REDDING, Calif. — Following two consistent performances on the first two days of the TNT Fireworks B.A.S.S. Nation Western Regional on Shasta Lake, Thomas Nokes saved the best for last and mounted a final-round rally that propelled him to a three-day winning weight of 33 pounds, 15 ounces.
For his victory, Nokes earned $5,000 and a spot in the B.A.S.S. Nation Championship, to be held Nov. 6-8 on Lake Hartwell, South Carolina.
The Riverton, Utah, boater placed 14th on Day 1 with a five-bass limit catch of 10-12 and then advanced to 10th on Day 2 by adding a limit that went 10-1. Today, Nokes added 13-2 — the biggest catch of the day — to surge up the standings and overtake Day 2 leader Taylor Smith by a 5-ounce margin.
Nokes was the top boater for the Utah B.A.S.S. Nation state team, which finished third in the event’s team competition. Most of his fish came on what he described as an old-school tactic, but today it offered a tremendous opportunity that he leveraged to the fullest.
“I started out this morning doing the same thing I’d been doing all week — using a 1/4-ounce dart head with a Berkley Power Worm,” he said. “I got a random big fish — a 4-pounder — off a point that I had worn out for the last three days. It just happened to be there today.”
Nokes said he and his nonboater got their limits fairly quickly by fishing main-lake points. Unsatisfied with his weight, he knew he needed to make something big happen, so he relocated to Shasta Lake’s Pitt Arm and immediately got to work.

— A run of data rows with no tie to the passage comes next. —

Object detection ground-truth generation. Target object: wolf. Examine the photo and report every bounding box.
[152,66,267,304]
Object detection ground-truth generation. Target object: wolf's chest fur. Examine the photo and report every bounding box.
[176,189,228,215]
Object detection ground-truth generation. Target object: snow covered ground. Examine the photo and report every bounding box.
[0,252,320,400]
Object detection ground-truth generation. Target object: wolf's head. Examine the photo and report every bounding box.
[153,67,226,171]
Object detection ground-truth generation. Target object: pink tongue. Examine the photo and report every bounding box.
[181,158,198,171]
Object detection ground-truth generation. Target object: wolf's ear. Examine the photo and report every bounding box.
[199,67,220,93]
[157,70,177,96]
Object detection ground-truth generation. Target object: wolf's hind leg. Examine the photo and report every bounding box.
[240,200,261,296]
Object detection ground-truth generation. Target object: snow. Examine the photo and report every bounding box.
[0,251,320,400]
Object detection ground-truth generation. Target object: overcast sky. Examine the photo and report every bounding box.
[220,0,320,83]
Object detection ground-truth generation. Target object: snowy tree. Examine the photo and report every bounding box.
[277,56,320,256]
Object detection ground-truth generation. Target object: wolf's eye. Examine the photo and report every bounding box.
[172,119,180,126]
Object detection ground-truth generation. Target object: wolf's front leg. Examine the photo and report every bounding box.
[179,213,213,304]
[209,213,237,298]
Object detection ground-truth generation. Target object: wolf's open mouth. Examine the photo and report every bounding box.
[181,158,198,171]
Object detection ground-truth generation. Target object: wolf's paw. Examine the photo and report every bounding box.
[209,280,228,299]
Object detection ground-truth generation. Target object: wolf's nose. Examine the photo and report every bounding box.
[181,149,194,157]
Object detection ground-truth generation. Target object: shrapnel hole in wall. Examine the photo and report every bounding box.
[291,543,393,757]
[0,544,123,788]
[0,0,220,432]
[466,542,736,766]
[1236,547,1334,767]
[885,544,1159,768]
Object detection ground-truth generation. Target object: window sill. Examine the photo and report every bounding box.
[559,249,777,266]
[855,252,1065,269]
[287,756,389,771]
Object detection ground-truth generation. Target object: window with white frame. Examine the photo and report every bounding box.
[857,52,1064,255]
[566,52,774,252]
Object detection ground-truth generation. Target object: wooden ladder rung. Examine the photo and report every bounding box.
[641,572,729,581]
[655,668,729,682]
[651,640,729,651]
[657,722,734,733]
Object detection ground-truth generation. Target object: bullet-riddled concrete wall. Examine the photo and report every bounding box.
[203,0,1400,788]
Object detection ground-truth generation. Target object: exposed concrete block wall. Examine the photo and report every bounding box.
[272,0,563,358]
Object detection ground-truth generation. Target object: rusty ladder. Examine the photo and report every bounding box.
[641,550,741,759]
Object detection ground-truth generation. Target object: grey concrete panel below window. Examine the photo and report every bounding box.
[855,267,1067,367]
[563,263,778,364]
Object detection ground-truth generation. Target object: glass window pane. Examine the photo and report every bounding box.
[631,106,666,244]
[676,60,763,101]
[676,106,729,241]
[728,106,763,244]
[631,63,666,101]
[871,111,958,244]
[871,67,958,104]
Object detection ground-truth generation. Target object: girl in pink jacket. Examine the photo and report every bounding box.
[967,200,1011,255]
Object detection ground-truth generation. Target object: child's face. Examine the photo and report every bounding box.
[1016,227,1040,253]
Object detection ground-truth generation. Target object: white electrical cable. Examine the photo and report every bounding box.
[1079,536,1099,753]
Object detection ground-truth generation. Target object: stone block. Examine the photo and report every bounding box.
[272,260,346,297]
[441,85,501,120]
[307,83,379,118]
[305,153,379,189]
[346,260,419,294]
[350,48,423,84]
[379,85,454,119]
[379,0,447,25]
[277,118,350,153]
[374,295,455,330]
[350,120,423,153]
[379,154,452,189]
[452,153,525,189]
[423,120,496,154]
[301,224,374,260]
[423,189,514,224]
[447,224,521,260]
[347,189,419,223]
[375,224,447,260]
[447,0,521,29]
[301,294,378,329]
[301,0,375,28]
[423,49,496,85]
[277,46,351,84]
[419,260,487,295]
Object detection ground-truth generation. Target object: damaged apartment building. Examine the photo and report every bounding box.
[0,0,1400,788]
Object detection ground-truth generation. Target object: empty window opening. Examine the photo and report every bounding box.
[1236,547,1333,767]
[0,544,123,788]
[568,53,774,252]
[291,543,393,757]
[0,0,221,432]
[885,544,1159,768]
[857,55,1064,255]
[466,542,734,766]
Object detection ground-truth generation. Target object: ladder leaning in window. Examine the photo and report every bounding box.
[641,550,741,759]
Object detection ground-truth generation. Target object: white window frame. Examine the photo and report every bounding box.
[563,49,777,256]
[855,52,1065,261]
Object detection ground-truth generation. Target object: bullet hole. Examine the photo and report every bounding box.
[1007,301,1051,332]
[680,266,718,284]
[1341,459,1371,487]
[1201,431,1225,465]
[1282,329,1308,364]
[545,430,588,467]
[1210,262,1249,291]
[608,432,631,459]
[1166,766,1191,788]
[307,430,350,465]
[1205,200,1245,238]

“We rolled in and made a few casts, and they were there,” Nokes said. “We landed on a big topwater bite and the fish were busting shad in the backs of little tiny cuts. We spent about three hours whooping and hollering and catching fish.
“It was a mess; we had tied-up stuff all over the boat, broken lines and baits, but it was fun. We took a long time culling things out and we’d regroup until the fish would come back up somewhere else and we’d go over there and get them.”
Nokes caught his schooling fish on a bone-colored Zara Super Spook. The fish seemed to respond best to a speedy retrieve.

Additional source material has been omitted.